Sometimes when I am in a patient’s room, I hear the news of a good report but there might also be some signal of sadness, such as a furrowed brow or a frown. Or a glance into the distance. Sometimes I ask about this, sometimes not. The conflicting emotions are everywhere.
Sometimes the conversation gets interrupted by other staff, or sometimes it’s me. Sometimes I feel too vulnerable to help them explore.
I see the conflicts in others because I see them in myself.

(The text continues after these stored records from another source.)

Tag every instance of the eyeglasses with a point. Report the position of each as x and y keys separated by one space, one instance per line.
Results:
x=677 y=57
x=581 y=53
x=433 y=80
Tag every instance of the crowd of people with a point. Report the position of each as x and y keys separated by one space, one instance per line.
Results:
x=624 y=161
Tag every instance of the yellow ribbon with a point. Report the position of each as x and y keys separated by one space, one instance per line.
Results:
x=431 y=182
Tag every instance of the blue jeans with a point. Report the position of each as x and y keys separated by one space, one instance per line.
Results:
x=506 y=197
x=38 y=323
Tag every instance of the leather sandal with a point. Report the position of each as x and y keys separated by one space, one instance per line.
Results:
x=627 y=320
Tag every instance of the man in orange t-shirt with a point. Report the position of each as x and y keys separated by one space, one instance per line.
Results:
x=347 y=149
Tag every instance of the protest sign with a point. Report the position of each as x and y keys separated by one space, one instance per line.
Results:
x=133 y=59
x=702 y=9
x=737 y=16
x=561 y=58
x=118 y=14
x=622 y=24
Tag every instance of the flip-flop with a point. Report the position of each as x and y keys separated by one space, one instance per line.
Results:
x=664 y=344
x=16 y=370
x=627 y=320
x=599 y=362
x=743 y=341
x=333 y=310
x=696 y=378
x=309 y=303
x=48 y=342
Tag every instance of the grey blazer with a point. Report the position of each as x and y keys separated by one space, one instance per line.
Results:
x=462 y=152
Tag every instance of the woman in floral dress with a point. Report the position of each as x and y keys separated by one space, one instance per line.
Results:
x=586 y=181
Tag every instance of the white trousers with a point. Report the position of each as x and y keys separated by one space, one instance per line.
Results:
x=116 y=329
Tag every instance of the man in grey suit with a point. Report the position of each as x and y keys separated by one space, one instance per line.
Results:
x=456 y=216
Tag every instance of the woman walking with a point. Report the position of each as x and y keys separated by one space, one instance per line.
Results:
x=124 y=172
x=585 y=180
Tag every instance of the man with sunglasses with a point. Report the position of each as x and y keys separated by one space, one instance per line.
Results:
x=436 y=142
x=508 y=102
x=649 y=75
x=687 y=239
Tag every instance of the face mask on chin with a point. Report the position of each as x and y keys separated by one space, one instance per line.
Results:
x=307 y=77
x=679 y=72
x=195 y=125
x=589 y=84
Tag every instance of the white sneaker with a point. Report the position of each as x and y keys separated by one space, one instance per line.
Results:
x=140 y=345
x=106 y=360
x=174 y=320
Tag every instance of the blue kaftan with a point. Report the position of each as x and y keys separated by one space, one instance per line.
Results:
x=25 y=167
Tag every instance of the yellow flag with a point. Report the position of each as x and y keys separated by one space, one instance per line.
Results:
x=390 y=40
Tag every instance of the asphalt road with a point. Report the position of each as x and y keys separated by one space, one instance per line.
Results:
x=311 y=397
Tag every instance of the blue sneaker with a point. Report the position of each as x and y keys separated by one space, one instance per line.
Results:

How I relate goes something like this: for a season, about 12 years ago, I went to a very dark place, and thought about ending it all. So I tried to work my way out, and downplayed the difficult things I was feeling because I was afraid, afraid like facing 10 monsters in the darkest alley you can imagine.
Others named the changes in me before I could, which is sometimes how depression works. (also denial. “Nothing amiss here! Time to move along!”) And besides, I can easily fall prey to the strong message in the South that women smile and laugh all the time, and we’re always nice and we learn to hide our struggle behind things like frantic entertaining and praying sweetly composed prayers and wearing just-so clothing.
“Laughter through tears is my favorite emotion,” said the Dolly Partin character in Steel Magnolias.
What a weight.
For the record, I very much honor humor. But for me it can also be a crutch, a way to hide.
What emerged after those dark nights of the soul: I’m learning to be more honest, with myself and with others. If I find something to be sobering and harsh, I try not to minimize it. I try to pay attention, sometimes compulsively so. If a patient tells me this is the worst experience of his life, being shackled to a hospital bed, I want to honor that honesty, give his words room to breathe. Life is not hopeless, of course. Thank God there is hope.
But the frowns are often there, too, in plain sight.